Estate of Jones v. Commissioner

56 T.C. 35, 1971 U.S. Tax Ct. LEXIS 155
CourtUnited States Tax Court
DecidedApril 8, 1971
DocketDocket No. 5138-69
StatusPublished
Cited by17 cases

This text of 56 T.C. 35 (Estate of Jones v. Commissioner) is published on Counsel Stack Legal Research, covering United States Tax Court primary law. Counsel Stack provides free access to over 12 million legal documents including statutes, case law, regulations, and constitutions.

Bluebook
Estate of Jones v. Commissioner, 56 T.C. 35, 1971 U.S. Tax Ct. LEXIS 155 (tax 1971).

Opinion

Quealy, Judge:

The respondent determined a deficiency in estate tax in the amount of $83,511.81. The ultimate issue in this case is whether Effie Kells J ones had a general power of appointment sufficient to cause the corpus of her husband’s testamentary trust to be includable in her gross estate under section 2041.1

FINDINGS OF FACT

The facts were fully stipulated, and these facts and exhibits incorporated therein are so found.

The petitioner is a fiduciary as administrator c.t.a. of the Estate of Effie Kells Jones, deceased, by appointment of the Bergen County Surrogate’s Office, State of New Jersey, under date of December 6, 1965. Petitioner, at the time of filing the petition herein, had its principal office in Ridgewood, N.J. The Federal estate tax return was filed with the district director of internal revenue, Newark, N.J., on January 19,1967.

Effie Kells Jones (hereinafter the decedent) married J. Morgan Jones in 1932. At that time, the decedent was 46 years of age, and her husband was 55 years of age. Each had been married previously and each had one child of the prior marriage. J. Morgan Jones’ child, Emma Louise Rector, was already married in 1932 and bore children in 1935 and 1938.

J. Morgan Jones executed a will on April 29,1940. The will provided for a testamentary trust in which the decedent and his daughter were given successive life estates. At his daughter’s death, the trust principal was to be distributed to the surviving issue of his daughter or if there were no such issue then according to the terms of his daughter’s will.

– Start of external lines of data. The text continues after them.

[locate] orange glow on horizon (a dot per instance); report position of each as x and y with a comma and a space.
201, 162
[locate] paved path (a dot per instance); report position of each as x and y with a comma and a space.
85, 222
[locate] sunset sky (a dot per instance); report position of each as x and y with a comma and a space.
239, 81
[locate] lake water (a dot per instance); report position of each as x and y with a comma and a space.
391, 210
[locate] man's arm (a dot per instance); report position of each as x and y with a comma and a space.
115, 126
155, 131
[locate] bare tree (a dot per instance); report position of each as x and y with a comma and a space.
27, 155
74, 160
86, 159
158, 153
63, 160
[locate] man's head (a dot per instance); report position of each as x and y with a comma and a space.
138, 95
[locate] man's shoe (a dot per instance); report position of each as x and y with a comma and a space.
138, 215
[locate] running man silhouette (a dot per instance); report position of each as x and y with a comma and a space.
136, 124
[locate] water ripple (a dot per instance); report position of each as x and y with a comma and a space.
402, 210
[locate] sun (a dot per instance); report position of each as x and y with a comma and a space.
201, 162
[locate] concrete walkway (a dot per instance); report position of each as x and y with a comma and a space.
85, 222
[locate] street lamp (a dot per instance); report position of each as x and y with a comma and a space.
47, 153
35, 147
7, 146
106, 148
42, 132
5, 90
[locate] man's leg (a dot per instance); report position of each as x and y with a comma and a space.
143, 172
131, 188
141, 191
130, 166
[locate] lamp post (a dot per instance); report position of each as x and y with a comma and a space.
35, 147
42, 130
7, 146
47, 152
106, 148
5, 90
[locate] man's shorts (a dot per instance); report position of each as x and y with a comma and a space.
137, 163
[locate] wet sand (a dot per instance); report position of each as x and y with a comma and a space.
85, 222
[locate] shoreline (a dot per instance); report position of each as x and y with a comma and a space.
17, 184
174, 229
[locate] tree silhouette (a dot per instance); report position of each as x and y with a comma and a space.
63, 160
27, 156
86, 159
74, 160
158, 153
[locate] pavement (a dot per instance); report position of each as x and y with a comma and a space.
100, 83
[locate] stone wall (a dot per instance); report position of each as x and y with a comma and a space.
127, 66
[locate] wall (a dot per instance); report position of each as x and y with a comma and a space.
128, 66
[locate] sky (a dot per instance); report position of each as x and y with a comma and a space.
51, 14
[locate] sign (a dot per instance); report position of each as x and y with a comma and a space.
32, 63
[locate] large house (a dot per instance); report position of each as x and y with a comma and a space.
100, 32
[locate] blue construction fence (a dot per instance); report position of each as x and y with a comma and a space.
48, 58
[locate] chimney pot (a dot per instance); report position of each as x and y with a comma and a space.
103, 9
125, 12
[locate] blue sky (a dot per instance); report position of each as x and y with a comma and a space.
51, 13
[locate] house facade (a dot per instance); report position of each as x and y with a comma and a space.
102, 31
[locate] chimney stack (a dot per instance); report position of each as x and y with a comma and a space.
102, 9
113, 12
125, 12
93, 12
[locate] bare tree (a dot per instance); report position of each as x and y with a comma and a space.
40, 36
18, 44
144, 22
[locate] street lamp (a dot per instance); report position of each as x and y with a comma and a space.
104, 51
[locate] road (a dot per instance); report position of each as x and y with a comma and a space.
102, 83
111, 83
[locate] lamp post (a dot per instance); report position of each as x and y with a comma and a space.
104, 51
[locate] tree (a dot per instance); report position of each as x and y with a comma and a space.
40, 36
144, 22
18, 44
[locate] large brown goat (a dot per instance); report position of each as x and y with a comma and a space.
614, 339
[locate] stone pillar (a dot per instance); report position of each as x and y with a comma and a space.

Article Sixth of the will provided, in part:

SIXTH: I give, devise and bequeath to my executors and trustees hereinafter named, all the rest, residue and remainder of my estate, real and personal, of whatever nature and wheresoever situate, including therein any property real and personal, over which I may have power of appointment by will, to collect, recover, receive and take possession thereof, to manage, control, administer, invest and reinvest the same and to receive, collect and recover the income thereon, and to hold and/or dispose of the principal thereof, and the income thereon according to the following terms and conditions and upon the following trusts:
(a) If my said wife, Effie K. Jones, survive me, to pay to her the net income of my residuary estate or of the trust thereof during her lifetime.
(b) If my said wife, Effie K. Jones,- survive me, I authorize and empower my executors during the period of their executorship and my trustees thereafter, in eases of emergency or in situations affecting her care, maintenance, health, welfare and well-being to pay over to my said wife (in addition to the said income payments) part or all of the principal of my residuary estate or of the trust thereof, or to use and apply part or all of the principal of my residuary estate, or of the trust thereof, for such purposes.jThe judgment and discretion of my executors or trustees as to what constitutes an emergency or any such situation, and as to the continuation of any emergency or any such situation and as to how much of the principal of my residuary estate or the trust hereof shall be paid or used therein and to whom it shall be paid and as to how it shall be used and applied and the purposes for which it shall be paid, used or applied, shall be final and conclusive and not subject to inquiry or attack in any court, jurisdiction or proceeding and shall be binding upon all those who shall have or may become entitled to any right, title or interest in or to my said residuary estate or the trust thereof, including any who may be minors or under other legal incapacity or not in being.
In the event of any such payment or use of principal, there shall not be any obligation to refund or reimburse the principal out of the income of my residuary estate or the trust thereof. My corporate executor or trustee shall not be under any duty to see to the application of any moneys so paid to my said wife.
(c) Upon the death of my said wife Effie K. Jones, or upon my death if my said wife Effie K. Jones predecease me, and if my said daughter Emma Louise Hector be then living, to pay to my said daughter Emma Louise Rector during her lifetime the net income of my residuary estate or of the trust thereof or of so much of my residuary estate or of the trust thereof as may then remain.
(d) Upon the death of my said wife, Effie K. Jones or upon my death, if my said wife Effie K. Jones predecease me, and if my said daughter Emma Louise Rector be then living, I authorize and empower my executors during the period of their executorship and my trustees thereafter, in cases of emergency or in situations affecting her care, maintenance, health and welfare and well-being to pay over to my said daughter (in addition to the said income payments) part or all of the principal of my residuary estate or of the trust thereof, or to use and apply part or all of the principal of my residuary estate, or of the trust thereof, for such purposes. * * *

Article Tenth of the will provided, in part:

TENTH: I nominate, constitute and appoint my wife, Effie K. Jones and Commercial Trust Company of New Jersey, a corporation of the State of New Jersey, having its principal office at 15 Exchange Place, Jersey City, New Jersey, Executors of and Trustees under this will.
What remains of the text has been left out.